Îman açısından insanlar üç kısımdır.
Birinci kısım: Mü’min.
İkinci kısım: Kâfir.
Üçüncü kısım: Münafık’tır.
Küfür sözünü söyleyen insan mü’min olmaktan çıkar, kâfir olur ve kâfir olan kişide en büyük suçun içine düşmüş bulunur. Kâfirliği benimseyen için fakat «Ahiret» ise bunlara zindan olur. Münafıklarla kâfirler Cehennem’de toplanacaklardır.
Zira Kurân-ı Kerîm’de:
«Şüphesiz Allah (Tealâ) münafıkları ve kâfirleri Cehennem’de toplayacaktır» buyuruluyor (21).
Kur’ân-ı Kerim’i alaya alan münafıklar ve kâfirler bir mecliste toplandıkları gibi Cehennemde de bir araya geleceklerdir. Kâfirlerin ve münafıkların bulundukları mecliste onlarla beraber oturmak, Kurân-ı Kerîm’i, Şer’i Şerîfin hükümlerini küçümseyen, (bu devirde de bu olur mu gibi sözlerle) hafife alan kimselerle bir mecliste bulunmak (onların günahlarına iştirak olacağından) caiz değildir.

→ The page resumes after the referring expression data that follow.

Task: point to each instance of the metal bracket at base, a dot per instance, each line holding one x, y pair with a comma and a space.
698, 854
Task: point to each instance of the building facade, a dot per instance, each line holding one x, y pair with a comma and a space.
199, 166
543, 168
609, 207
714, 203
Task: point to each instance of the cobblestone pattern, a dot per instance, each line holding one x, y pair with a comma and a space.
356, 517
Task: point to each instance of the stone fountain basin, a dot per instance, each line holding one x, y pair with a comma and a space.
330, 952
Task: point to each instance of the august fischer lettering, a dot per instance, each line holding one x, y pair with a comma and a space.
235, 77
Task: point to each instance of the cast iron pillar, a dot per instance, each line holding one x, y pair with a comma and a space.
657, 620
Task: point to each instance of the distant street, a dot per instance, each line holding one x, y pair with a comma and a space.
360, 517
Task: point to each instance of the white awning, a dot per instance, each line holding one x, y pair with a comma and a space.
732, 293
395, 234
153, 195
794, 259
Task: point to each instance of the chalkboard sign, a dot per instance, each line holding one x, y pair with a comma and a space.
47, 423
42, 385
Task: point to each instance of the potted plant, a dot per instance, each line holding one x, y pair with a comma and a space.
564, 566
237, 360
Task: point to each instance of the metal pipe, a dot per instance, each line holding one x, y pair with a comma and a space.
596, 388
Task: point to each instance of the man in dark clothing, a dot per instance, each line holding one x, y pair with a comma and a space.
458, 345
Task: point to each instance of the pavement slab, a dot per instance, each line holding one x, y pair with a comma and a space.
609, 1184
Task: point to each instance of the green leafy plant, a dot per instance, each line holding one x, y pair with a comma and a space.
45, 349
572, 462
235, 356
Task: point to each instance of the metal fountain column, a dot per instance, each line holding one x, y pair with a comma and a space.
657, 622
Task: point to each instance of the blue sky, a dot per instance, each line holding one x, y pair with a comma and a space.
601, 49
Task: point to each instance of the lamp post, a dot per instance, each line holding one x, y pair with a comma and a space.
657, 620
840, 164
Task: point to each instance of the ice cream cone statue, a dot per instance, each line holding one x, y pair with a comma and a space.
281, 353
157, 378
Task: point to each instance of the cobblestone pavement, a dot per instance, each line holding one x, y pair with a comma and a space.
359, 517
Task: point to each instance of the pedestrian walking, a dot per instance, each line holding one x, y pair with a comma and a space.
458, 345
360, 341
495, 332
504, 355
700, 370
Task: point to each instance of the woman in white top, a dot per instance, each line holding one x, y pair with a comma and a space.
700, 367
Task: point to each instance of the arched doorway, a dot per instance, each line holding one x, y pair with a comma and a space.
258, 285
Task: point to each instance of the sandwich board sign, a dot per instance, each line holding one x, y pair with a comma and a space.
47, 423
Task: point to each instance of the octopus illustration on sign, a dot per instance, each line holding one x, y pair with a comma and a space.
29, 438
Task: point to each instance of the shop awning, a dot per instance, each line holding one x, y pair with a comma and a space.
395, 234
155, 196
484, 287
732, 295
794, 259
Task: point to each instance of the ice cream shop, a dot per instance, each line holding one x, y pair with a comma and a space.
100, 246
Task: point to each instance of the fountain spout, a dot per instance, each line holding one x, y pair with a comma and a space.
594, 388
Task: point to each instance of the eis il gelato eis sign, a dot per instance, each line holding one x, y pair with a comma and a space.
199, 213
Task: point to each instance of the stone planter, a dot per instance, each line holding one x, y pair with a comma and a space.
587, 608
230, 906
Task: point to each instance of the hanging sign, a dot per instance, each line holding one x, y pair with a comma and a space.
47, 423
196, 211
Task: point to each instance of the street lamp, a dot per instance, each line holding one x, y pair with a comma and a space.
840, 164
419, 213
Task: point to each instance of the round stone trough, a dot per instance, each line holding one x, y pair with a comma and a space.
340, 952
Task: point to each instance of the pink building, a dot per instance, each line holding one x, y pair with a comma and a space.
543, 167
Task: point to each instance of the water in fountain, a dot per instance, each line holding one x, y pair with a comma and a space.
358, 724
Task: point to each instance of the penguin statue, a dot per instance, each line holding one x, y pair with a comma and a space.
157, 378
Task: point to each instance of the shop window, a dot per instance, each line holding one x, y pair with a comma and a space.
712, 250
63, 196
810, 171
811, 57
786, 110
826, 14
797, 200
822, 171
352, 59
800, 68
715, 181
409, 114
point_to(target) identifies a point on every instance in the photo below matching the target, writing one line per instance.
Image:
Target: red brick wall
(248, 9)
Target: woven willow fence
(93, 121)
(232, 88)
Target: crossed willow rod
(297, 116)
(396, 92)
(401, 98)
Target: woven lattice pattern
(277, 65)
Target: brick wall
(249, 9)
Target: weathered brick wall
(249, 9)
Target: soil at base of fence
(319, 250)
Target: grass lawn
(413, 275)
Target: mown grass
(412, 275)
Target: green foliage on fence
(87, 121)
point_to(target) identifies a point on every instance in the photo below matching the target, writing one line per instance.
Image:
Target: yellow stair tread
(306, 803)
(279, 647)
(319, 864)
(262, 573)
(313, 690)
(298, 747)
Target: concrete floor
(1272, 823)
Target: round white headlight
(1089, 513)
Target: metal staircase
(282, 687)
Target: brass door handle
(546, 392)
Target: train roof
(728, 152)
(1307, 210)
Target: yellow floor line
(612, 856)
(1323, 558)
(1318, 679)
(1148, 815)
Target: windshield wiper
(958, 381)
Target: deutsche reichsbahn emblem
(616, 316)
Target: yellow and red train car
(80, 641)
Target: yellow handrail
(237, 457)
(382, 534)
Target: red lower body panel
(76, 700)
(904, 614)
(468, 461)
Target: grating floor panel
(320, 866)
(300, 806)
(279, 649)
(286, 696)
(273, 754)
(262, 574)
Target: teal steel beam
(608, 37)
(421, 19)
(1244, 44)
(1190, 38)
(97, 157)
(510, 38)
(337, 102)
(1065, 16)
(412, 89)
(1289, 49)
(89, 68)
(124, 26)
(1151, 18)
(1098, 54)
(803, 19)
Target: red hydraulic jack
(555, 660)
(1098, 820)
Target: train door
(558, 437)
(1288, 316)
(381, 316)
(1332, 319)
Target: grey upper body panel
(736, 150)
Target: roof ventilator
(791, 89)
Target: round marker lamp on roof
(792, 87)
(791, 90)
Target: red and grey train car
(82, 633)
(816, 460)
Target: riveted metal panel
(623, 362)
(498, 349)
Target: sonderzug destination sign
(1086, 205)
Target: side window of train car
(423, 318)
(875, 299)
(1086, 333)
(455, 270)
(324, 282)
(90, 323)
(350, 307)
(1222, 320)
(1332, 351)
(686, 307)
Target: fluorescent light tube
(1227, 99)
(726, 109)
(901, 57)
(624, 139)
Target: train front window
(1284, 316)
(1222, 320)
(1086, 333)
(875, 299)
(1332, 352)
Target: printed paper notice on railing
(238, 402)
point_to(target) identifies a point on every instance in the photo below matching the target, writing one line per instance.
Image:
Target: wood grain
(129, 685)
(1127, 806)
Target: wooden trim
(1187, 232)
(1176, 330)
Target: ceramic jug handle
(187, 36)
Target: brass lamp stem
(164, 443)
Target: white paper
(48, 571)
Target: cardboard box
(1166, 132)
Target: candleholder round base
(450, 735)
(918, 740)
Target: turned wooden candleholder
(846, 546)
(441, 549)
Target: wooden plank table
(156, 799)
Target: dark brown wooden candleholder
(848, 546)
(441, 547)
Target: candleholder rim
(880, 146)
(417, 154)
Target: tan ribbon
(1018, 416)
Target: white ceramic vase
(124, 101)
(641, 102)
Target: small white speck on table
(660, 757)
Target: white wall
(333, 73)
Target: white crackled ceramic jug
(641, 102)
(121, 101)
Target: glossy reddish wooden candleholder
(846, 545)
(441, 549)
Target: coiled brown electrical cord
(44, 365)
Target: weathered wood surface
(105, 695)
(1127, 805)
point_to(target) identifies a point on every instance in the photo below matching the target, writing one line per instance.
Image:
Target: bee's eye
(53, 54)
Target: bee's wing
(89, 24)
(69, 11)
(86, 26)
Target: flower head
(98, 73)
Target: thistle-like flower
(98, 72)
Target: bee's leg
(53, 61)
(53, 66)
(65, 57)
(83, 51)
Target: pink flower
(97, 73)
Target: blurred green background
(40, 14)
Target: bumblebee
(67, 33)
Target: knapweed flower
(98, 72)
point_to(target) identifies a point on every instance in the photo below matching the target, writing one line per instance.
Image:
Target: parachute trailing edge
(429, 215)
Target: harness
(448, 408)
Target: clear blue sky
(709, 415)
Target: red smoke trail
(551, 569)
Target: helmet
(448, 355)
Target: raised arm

Cenâbı Allah insanları hiç bir işlerinde başı boş bırakmamış, İslâmiyet’in girmediği hiç bir şey kalmamıtır. İslâmiyet’i dünya işlerinden ayırmak mümkün değildir.
«Dinimiz  İslâm’a  göre  (Şer’an)  tazim  ve  saygı  gösterilmesi  lâzım olan, yine dinimizce mübarek, mukaddes ve değerli bulunan şeylerden  birine dinden düşmeye (çıkmaya) sebep teşkil eden sözleri reva görüp söylemeye küfür kelimesi (kelime-i küfür) denir».
Mü’min (Müslüman) bulunan kimsenin lisanından küfür kelimesi (lafzı) zuhur edip meydana gelse, o kimseye üç şey lâzım olur:

  1. Tâzir (Şer’i Şerîfin tayin ettiği ceza),
  2. Tecdid-i İman (imanı yenilemek, tazelemek),
  3. Tecdid-i nikâh (Nikâhı yenilemek).

(Fetevây-i Abdurrahim)
Cenâbı Allah Kur’an-ı Kerim’de: «Her kim imanı (yani) İslâm Şeriati’nin hükümlerini tanımayıp (inkârla) kâfir olursa, onun bütün yaptığı (sâlih) amel (zayi olup) boşa gider» buyuruyor (13).
Her mü’mine lâzım olan yani birinci farz bulunan şey: İmanı, farzları ve haramları öğrenmektir. Bunlar öğrenilmedikçe Müslümanlık olamaz ve iman elde tutulamaz.